Niedziela, 24 listopada 2024 r. 
REKLAMA

Piłka nożna. Grosik jak wino

Data publikacji: 02 lipca 2023 r. 18:16
Ostatnia aktualizacja: 02 lipca 2023 r. 20:16
Piłka nożna. Grosik jak wino
Kamil Grosicki (przy piłce) w kwietniowym meczu z Cracovią. Fot. Ryszard PAKIESER  

Za nami sezon 2022/2023 w piłkarskiej PKO BP Ekstraklasie, a wkrótce rozpoczną są kolejne rozgrywki, więc jeszcze trochę powspominajmy. Pogoń Szczecin spisała się ciut gorzej niż w dwóch poprzednich sezonach, w których była trzecia, lecz tym razem miejsce tuż za podium też dało prawo do gry w kwalifikacjach Ligi Konferencji Europy.
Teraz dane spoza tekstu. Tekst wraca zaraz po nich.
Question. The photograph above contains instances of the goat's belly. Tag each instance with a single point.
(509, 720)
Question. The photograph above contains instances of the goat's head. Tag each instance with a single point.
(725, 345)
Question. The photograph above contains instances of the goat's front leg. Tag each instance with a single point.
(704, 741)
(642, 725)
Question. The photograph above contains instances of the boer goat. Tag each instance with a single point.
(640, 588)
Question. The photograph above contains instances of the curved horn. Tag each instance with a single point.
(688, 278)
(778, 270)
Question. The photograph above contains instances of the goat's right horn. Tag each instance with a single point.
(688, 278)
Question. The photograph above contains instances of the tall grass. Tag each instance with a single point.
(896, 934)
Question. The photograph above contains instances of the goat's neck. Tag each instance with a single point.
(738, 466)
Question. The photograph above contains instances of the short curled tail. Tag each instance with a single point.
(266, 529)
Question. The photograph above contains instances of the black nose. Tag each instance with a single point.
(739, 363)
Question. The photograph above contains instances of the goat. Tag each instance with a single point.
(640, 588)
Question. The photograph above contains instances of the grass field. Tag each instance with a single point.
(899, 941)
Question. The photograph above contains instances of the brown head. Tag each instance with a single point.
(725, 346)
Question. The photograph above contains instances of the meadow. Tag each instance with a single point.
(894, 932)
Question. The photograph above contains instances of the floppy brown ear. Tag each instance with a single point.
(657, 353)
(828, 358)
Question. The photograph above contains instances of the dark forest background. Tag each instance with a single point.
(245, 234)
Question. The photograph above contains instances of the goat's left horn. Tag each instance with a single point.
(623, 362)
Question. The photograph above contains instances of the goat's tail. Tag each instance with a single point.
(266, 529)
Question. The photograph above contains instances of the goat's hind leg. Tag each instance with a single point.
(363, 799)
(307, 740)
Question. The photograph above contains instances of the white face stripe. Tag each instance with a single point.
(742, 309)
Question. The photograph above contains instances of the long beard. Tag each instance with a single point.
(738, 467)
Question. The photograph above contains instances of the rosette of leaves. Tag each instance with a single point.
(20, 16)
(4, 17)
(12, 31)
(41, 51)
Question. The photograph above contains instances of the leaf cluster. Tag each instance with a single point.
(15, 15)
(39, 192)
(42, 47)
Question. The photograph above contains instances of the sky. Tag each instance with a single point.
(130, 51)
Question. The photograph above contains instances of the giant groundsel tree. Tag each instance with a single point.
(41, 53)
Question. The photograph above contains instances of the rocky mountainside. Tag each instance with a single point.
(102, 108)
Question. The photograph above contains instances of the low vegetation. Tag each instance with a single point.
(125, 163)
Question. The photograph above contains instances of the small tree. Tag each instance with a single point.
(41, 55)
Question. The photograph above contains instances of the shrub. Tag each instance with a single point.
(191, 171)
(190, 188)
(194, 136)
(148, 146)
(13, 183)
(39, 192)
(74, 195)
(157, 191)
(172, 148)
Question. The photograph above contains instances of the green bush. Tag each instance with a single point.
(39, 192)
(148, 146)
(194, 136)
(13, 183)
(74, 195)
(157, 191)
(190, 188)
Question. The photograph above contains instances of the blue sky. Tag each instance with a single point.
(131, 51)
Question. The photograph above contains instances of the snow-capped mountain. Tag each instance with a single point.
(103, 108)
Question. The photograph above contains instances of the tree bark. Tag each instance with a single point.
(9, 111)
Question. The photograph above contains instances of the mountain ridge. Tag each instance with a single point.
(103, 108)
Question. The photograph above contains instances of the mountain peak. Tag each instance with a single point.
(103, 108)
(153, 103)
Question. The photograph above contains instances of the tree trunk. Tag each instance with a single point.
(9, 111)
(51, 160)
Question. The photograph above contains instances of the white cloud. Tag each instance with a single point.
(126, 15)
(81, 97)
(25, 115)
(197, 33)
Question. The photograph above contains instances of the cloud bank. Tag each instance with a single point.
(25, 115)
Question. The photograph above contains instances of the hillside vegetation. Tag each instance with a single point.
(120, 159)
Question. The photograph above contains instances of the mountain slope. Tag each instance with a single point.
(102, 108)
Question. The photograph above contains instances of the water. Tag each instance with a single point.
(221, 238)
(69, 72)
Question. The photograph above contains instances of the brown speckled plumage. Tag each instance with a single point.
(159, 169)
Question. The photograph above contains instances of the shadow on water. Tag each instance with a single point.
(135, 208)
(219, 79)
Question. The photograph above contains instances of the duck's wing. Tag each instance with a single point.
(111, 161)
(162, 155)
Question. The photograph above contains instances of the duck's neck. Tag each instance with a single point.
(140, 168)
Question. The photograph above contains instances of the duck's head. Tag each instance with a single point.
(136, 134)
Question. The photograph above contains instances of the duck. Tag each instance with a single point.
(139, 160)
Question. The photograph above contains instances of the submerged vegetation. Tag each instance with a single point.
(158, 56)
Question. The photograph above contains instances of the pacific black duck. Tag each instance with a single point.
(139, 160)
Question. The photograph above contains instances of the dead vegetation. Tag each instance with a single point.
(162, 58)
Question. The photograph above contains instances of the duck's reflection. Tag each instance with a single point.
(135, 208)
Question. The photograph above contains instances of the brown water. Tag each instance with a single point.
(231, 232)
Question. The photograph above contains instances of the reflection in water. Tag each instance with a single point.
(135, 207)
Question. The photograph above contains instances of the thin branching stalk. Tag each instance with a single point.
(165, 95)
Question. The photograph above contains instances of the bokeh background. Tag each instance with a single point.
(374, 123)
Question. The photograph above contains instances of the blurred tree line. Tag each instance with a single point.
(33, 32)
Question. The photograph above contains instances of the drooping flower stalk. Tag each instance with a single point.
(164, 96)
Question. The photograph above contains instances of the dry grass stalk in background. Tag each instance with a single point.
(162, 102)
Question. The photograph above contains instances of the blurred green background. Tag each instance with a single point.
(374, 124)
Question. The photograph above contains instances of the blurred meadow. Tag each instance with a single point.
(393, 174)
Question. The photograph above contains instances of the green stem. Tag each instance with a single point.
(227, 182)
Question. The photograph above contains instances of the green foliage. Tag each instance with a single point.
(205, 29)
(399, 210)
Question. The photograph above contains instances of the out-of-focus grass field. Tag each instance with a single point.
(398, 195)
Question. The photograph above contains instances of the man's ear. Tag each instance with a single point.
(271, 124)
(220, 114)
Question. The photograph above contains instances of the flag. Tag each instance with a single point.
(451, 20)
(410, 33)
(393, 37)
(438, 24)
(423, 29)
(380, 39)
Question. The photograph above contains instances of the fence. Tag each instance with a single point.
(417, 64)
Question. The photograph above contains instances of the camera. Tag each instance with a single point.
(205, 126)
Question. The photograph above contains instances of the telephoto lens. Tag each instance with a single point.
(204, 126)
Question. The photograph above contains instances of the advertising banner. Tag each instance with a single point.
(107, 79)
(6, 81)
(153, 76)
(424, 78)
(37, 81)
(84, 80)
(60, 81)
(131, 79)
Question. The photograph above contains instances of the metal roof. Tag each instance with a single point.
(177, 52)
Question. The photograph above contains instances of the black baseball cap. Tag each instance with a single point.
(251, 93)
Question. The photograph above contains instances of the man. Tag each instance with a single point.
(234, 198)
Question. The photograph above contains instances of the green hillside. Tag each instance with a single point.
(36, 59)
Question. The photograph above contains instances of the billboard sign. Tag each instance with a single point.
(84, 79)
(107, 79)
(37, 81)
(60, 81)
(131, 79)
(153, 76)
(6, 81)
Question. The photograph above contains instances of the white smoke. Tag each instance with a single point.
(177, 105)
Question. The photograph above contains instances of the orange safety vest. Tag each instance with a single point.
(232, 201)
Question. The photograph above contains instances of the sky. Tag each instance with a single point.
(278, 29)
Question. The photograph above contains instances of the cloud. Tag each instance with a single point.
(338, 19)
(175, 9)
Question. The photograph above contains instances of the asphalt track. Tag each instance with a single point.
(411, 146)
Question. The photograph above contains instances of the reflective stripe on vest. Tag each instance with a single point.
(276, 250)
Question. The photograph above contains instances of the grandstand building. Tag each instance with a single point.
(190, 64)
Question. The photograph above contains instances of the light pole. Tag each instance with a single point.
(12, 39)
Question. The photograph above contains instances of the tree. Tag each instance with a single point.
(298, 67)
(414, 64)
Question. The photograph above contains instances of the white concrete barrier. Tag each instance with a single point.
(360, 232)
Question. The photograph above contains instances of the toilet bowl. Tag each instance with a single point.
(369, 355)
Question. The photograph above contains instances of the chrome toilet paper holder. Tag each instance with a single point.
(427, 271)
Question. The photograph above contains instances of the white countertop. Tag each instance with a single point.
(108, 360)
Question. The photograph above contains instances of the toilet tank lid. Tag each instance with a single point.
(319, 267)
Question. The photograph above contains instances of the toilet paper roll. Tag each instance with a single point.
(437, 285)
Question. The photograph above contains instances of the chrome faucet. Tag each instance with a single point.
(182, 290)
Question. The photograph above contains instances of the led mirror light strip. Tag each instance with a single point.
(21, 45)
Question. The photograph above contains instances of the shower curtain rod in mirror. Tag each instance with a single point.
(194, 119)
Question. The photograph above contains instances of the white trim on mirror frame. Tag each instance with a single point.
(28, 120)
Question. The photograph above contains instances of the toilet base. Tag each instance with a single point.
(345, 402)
Furorę zrobił natomiast skrzydłowy portowców Kamil Grosicki, choć nie docenił tego portugalski selekcjoner reprezentacji Fernando Santos…

Kamil Grosicki już w sezonie 2021/2022 był liderem Pogoni. W kolejnych rozgrywkach tylko potwierdził swoją wielką klasę, w myśl przysłowia, że jest jak wino, im starszy tym lepszy… Grosik wybiegał na murawę w podstawowym składzie we wszystkich ligowych meczach, świetną postawę dokumentując liczbami. Zdobył 13 bramek, dokładając do tego 6 asyst. Okazał się drugim najlepszym zawodnikiem ligi w klasyfikacji kanadyjskiej i otrzymał nagrodę najlepszego zawodnika sezonu.

– Jestem dumny, bo chociaż lata lecą, to pozostaję w dobrej formie – powiedział K. Grosicki po odebraniu statuetki najlepszego ekstraklasowicza. – To dla mnie wielkie wyróżnienie. Rok temu też byłem nominowany, a tym razem odbieram tę nagrodę, która jest docenieniem mojej ciężkiej pracy.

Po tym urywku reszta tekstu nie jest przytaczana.